Vikram Jandhyala, UW vice provost for innovation
In the 1950s, Wayne Quinton, ’59, led the UW’s medical instrument shop, creating more than 40 medical devices like the Scribner shunt, which made outpatient kidney dialysis a reality. He also built the Bruce Treadmill, which was first used in medical settings to diagnose cardiac disease and later in homes for personal health. Following in the footsteps of Hall, Quinton, Ishimaru and Buck, today’s UW researchers and their students are focusing on problems across disciplines including human health, criminal rehabilitation, the environment and education.
What Barnard understood with premature babies, Jandhyala now sees with innovative ideas and fledgling efforts. Whether it’s to launch a company, save more lives, change a community, or protect the environment, all these efforts need to be nurtured in order to thrive.

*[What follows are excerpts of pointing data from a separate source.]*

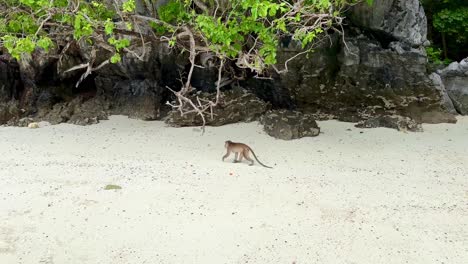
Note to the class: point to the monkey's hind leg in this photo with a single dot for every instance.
(246, 155)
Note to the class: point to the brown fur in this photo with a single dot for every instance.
(241, 150)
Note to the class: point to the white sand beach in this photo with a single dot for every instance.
(347, 196)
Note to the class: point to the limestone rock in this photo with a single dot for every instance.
(236, 105)
(402, 20)
(399, 123)
(455, 80)
(288, 125)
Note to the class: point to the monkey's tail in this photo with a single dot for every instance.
(255, 156)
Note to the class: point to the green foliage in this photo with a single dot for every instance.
(448, 27)
(172, 12)
(453, 22)
(249, 27)
(128, 6)
(434, 55)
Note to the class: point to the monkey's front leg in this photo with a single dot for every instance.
(227, 154)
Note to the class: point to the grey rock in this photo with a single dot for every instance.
(439, 86)
(455, 80)
(288, 125)
(236, 105)
(399, 123)
(78, 111)
(139, 99)
(457, 89)
(403, 20)
(9, 110)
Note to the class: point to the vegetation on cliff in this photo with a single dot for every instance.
(240, 34)
(448, 29)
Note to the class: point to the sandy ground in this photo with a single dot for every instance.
(347, 196)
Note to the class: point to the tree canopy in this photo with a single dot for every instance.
(448, 28)
(243, 32)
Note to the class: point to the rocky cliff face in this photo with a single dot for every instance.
(378, 68)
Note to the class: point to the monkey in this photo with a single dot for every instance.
(242, 150)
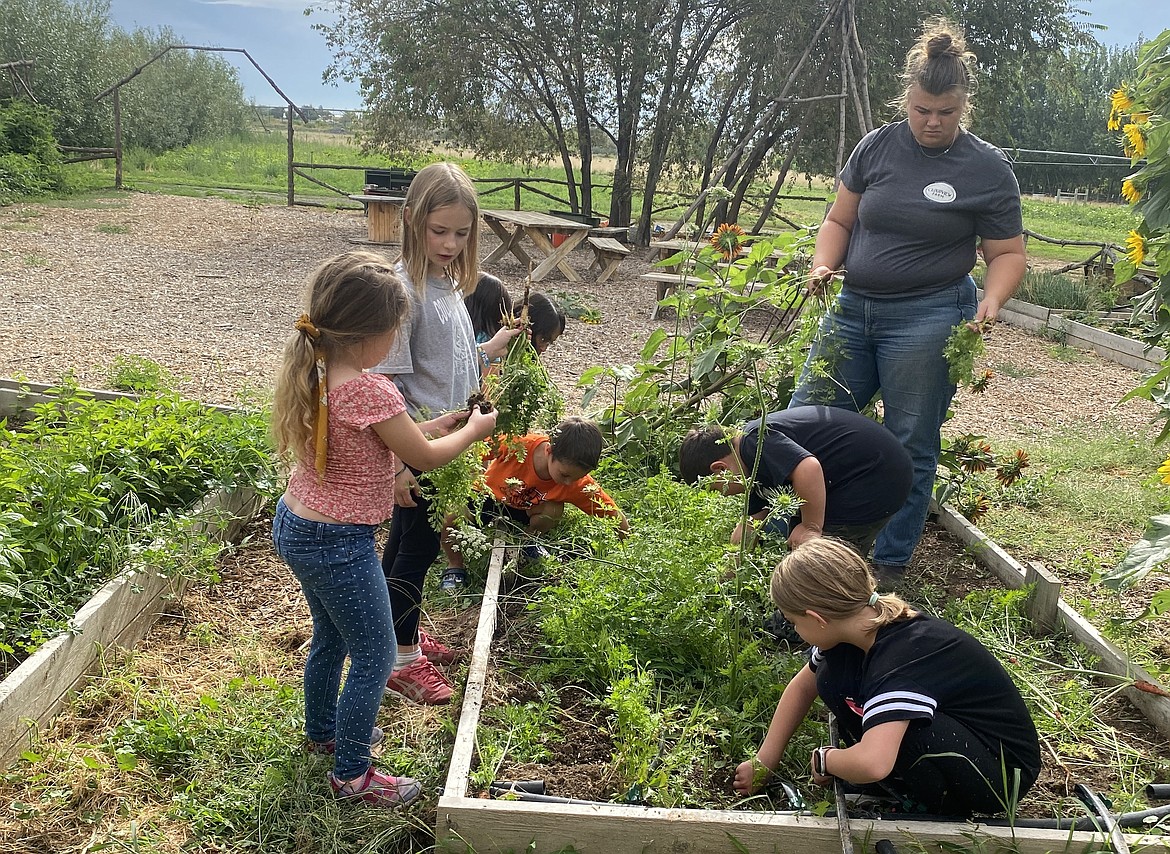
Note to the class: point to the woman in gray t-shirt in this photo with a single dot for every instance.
(917, 199)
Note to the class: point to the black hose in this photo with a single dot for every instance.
(1087, 822)
(1093, 801)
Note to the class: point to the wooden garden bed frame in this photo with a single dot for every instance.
(121, 613)
(466, 824)
(1108, 345)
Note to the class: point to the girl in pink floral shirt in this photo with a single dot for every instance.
(345, 432)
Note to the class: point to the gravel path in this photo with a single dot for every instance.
(208, 289)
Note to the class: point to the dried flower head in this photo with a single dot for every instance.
(728, 239)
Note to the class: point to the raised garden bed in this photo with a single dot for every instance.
(1108, 345)
(467, 822)
(119, 613)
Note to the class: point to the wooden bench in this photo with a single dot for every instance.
(607, 254)
(666, 282)
(616, 232)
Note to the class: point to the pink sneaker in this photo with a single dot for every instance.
(434, 651)
(420, 682)
(378, 789)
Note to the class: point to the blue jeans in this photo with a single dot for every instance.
(894, 346)
(341, 576)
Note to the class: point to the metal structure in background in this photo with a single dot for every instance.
(117, 104)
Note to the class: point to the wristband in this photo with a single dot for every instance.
(818, 760)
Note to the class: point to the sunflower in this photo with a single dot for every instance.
(728, 239)
(1135, 143)
(1119, 104)
(1135, 248)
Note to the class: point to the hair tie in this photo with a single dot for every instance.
(303, 324)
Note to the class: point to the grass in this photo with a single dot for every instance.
(1084, 502)
(254, 166)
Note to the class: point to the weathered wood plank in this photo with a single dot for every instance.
(476, 825)
(1112, 660)
(466, 825)
(463, 750)
(121, 613)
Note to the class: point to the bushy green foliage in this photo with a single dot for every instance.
(662, 626)
(89, 487)
(738, 338)
(1054, 290)
(29, 162)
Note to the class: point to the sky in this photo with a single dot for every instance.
(282, 41)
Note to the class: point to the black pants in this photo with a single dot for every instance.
(944, 769)
(413, 545)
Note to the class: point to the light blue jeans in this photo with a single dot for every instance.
(342, 579)
(894, 346)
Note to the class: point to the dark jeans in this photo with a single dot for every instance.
(945, 769)
(339, 574)
(894, 346)
(413, 545)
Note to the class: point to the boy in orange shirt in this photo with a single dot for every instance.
(531, 479)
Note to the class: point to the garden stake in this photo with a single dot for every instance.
(842, 813)
(1093, 801)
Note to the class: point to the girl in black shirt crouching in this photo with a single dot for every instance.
(923, 709)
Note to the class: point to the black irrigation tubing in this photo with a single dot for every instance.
(1135, 820)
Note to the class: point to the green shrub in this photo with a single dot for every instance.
(89, 487)
(1053, 290)
(29, 160)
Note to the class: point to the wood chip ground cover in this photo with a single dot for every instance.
(208, 288)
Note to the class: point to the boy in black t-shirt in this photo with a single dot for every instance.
(924, 710)
(851, 473)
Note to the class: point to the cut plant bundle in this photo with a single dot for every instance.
(522, 388)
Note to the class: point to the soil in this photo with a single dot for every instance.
(208, 289)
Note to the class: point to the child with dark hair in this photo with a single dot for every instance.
(545, 321)
(531, 479)
(491, 308)
(926, 713)
(489, 305)
(850, 473)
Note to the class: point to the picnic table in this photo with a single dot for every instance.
(513, 226)
(384, 217)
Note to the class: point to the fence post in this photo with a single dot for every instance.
(291, 200)
(117, 139)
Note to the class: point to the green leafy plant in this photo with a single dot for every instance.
(137, 373)
(93, 487)
(522, 388)
(742, 322)
(961, 351)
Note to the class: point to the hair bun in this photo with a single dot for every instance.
(940, 45)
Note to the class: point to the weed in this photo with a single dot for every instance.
(1054, 290)
(137, 373)
(1072, 356)
(93, 487)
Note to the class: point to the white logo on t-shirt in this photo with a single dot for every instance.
(941, 192)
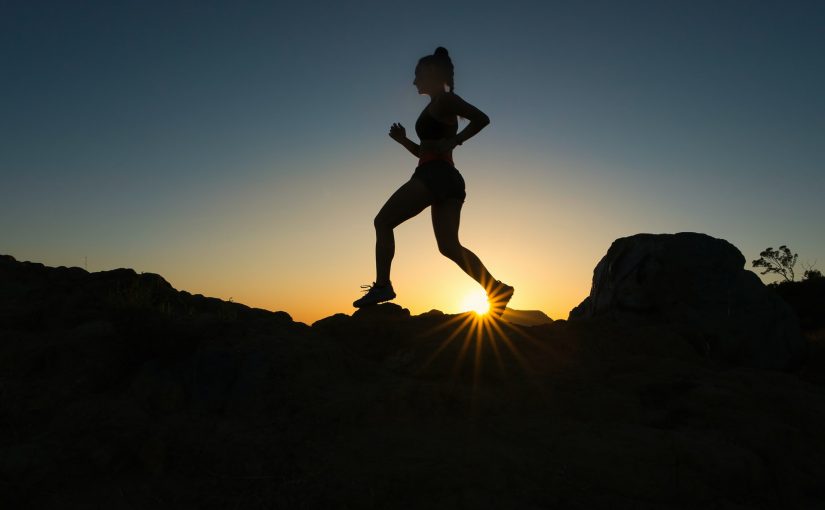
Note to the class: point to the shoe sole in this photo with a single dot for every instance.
(499, 302)
(372, 302)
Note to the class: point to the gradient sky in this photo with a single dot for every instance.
(242, 151)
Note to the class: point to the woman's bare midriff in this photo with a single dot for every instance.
(427, 152)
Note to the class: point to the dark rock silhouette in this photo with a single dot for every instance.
(117, 391)
(807, 298)
(698, 284)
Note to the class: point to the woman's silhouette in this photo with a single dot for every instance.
(436, 183)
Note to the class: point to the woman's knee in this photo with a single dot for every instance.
(452, 250)
(380, 222)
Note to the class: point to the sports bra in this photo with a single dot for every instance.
(428, 127)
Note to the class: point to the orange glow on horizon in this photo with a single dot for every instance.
(476, 301)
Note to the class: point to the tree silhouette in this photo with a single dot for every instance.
(779, 261)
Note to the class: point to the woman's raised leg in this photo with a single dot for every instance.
(446, 217)
(407, 201)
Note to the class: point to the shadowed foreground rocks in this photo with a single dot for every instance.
(698, 284)
(117, 391)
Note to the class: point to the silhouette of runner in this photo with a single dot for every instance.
(436, 183)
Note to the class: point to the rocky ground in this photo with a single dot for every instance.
(118, 391)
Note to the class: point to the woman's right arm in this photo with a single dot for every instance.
(398, 134)
(411, 146)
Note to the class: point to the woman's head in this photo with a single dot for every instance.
(434, 72)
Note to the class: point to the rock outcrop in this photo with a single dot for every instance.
(118, 391)
(698, 285)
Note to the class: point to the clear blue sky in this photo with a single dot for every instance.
(241, 149)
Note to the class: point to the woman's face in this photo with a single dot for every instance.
(427, 80)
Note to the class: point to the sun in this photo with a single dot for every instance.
(476, 301)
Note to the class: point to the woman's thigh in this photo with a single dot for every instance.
(407, 201)
(446, 217)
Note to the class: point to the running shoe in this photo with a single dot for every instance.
(498, 297)
(374, 294)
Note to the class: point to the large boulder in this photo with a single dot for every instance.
(698, 284)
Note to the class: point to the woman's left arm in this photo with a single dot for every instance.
(458, 106)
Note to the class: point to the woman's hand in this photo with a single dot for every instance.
(397, 132)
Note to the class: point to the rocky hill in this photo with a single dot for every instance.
(118, 391)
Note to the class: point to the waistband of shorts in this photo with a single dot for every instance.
(426, 159)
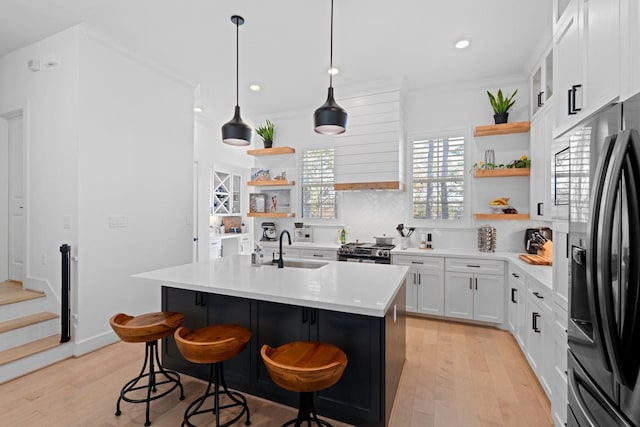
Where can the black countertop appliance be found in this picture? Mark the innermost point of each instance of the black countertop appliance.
(534, 238)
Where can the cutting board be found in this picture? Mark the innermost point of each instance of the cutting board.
(536, 259)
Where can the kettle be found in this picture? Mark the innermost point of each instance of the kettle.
(269, 231)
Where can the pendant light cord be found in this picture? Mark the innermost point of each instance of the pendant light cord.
(331, 50)
(238, 61)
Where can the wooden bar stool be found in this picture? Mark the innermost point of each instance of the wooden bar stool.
(305, 367)
(148, 328)
(213, 345)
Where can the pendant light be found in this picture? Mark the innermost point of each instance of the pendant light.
(330, 118)
(235, 131)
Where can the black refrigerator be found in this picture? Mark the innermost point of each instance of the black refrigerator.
(604, 301)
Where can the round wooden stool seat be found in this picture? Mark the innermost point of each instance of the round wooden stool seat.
(153, 378)
(146, 327)
(304, 366)
(212, 344)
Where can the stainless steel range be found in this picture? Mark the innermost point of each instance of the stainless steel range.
(365, 252)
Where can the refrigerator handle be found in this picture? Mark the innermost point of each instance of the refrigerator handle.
(592, 255)
(625, 161)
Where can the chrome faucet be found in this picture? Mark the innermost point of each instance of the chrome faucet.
(281, 260)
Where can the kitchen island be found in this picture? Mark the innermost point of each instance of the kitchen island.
(357, 307)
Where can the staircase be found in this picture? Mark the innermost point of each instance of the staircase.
(29, 335)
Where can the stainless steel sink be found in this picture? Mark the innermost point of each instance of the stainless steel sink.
(300, 264)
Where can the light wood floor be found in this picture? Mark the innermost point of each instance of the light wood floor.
(455, 375)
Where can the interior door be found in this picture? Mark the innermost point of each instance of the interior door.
(17, 225)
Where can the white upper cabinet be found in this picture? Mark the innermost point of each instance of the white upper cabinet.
(542, 82)
(586, 61)
(629, 48)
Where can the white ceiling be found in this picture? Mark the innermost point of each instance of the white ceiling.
(284, 44)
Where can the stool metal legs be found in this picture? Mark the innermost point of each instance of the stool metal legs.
(154, 379)
(216, 379)
(306, 413)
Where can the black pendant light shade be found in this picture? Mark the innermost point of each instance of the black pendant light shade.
(235, 131)
(330, 118)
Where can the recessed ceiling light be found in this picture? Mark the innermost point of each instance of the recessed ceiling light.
(461, 44)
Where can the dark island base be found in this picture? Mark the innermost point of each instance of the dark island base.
(375, 347)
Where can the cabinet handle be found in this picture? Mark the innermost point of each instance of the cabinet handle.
(534, 321)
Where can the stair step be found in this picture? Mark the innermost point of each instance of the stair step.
(12, 292)
(28, 349)
(21, 322)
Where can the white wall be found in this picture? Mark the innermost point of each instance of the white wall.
(49, 100)
(365, 214)
(135, 160)
(106, 135)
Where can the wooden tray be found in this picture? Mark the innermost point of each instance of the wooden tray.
(536, 259)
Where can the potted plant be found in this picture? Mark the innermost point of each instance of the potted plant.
(501, 105)
(266, 133)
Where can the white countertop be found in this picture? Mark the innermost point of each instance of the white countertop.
(367, 289)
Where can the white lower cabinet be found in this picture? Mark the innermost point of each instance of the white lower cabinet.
(517, 305)
(425, 284)
(540, 335)
(474, 289)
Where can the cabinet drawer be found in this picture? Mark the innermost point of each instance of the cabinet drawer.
(473, 265)
(426, 262)
(517, 275)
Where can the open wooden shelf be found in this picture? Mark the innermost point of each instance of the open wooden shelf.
(270, 182)
(502, 129)
(498, 173)
(272, 214)
(271, 151)
(502, 217)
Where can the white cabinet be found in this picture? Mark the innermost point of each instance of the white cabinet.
(474, 289)
(517, 305)
(542, 82)
(561, 264)
(225, 193)
(629, 48)
(586, 46)
(327, 254)
(540, 190)
(425, 283)
(540, 335)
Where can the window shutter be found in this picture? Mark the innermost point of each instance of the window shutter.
(438, 179)
(317, 176)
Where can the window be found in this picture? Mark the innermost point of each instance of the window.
(318, 195)
(438, 178)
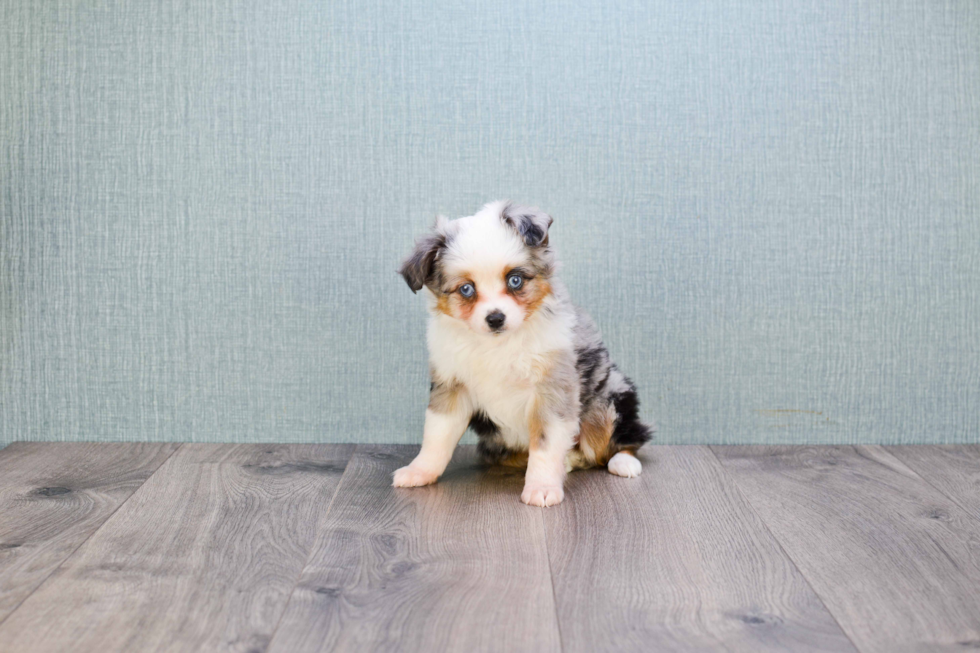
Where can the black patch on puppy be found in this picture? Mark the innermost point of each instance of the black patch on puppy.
(419, 268)
(531, 224)
(629, 431)
(490, 446)
(588, 363)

“There are so many amazing ideas here at the UW,” says Jandhyala. “Add to that the fact that greater Seattle is having a huge innovation boom, and my job is to figure out how can we connect to that.”
The new vice provost looks down the coast to learn a few lessons. Stanford is the most technologically innovative university, says Jandhyala. “But here in Seattle, we’re different and broader. We have the opportunity and potential to be such a leader, but we can also be inclusive. It’s not just high tech. It’s social equity, the environment, education, human health, and so many other things. We here in Washington can be more.”